Kevin E. Cahill, PhD
Kevin E. Cahill is a research economist with the Sloan Center on Aging and Work at Boston College. His current projects examine patterns of labor force withdrawal, including bridge job employment and re-entry, retirement income, occupational changes later in life, and the role of employer-provided pensions in the retirement decisions of older workers. Previously, he was a Manager at Analysis Group and the Associate Director for Research at the Center for Retirement Research at Boston College. He has consulted in a variety of industries including health care, pharmaceuticals, and banking and has testified in court as an expert witness. His most recent casework included an assessment of age discrimination claims within cash balance pension plans, an assessment of competition in the pharmacy benefit management sector, and an evaluation of the impact of mandatory generic switching on patient outcomes.
Dr.
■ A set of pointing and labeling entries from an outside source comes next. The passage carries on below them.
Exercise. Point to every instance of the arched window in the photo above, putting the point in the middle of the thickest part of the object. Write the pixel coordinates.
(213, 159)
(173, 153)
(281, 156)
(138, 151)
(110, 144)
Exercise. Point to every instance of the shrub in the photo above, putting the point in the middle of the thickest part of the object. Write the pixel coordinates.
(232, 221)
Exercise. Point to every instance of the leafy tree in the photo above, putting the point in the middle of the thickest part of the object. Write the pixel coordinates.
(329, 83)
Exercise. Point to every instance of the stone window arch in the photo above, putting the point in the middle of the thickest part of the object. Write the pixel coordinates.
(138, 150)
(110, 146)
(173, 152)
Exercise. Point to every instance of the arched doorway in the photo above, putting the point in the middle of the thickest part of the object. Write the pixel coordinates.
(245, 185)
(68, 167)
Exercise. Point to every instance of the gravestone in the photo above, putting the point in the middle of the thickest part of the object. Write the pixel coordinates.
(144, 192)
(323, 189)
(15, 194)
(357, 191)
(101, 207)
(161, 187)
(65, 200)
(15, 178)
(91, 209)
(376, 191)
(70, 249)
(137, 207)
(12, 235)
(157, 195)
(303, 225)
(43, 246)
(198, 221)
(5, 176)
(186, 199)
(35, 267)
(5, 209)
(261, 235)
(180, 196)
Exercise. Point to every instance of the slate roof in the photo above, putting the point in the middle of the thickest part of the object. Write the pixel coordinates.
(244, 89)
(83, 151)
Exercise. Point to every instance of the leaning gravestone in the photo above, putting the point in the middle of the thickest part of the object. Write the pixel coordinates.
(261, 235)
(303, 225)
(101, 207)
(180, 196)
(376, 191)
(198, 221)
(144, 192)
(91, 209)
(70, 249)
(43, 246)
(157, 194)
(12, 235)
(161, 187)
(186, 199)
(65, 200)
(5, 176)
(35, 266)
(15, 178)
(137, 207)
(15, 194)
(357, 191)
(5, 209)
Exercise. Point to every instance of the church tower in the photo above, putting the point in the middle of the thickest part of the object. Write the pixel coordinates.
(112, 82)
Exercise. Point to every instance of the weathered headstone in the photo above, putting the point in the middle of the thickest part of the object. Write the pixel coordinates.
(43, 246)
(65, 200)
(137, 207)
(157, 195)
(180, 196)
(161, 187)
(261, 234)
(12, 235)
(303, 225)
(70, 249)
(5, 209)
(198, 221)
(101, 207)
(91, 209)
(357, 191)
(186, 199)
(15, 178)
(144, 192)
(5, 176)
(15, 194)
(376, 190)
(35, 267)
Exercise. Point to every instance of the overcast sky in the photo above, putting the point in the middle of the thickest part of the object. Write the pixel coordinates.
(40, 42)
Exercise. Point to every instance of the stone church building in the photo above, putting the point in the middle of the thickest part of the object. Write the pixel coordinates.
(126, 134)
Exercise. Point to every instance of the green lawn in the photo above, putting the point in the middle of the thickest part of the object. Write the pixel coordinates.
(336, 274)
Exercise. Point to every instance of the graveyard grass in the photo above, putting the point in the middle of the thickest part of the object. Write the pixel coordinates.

Cahill is a member of the American Economics Association and the National Association of Forensic Economists. He earned his B.A. in economics and mathematics (with honors) from Rutgers College and his M.A. and Ph.D. in economics from Boston College. Dr. Cahill’s research has been published in The Gerontologist, Research on Aging, Monthly Labor Review, Topics in Economic Analysis and Policy, Current Medical Research and Opinion, Journal of Managed Care Pharmacy, and Expert Opinion on Pharmacotherapy, and by the Center for Retirement Research, the Center on Aging and Work, and the US Bureau of Labor Statistics.
- The Relative Effectiveness of the Minimum Wage and the Earned Income Tax Credit as Anti-Poverty Tools (2017).
- To What Extent is Gradual Retirement a Product of Financial Necessity? (2016).
- Retirement Plans and Active Aging: Perspectives in Three Countries (2016).
- Pension Generosity in Oregon and its Impact on the K12 Workforce (April 2016).
- The New World of Retirement Income Security in America (2016).
- Evolving patterns of work and retirement (September 2015).
- Retirement Patterns and the Macroeconomy, 1992 – 2010: The Prevalence and Determinants of Bridge Jobs, Phased Retirement, and Re-entry among Three Recent Cohorts of Older Americans. (2015).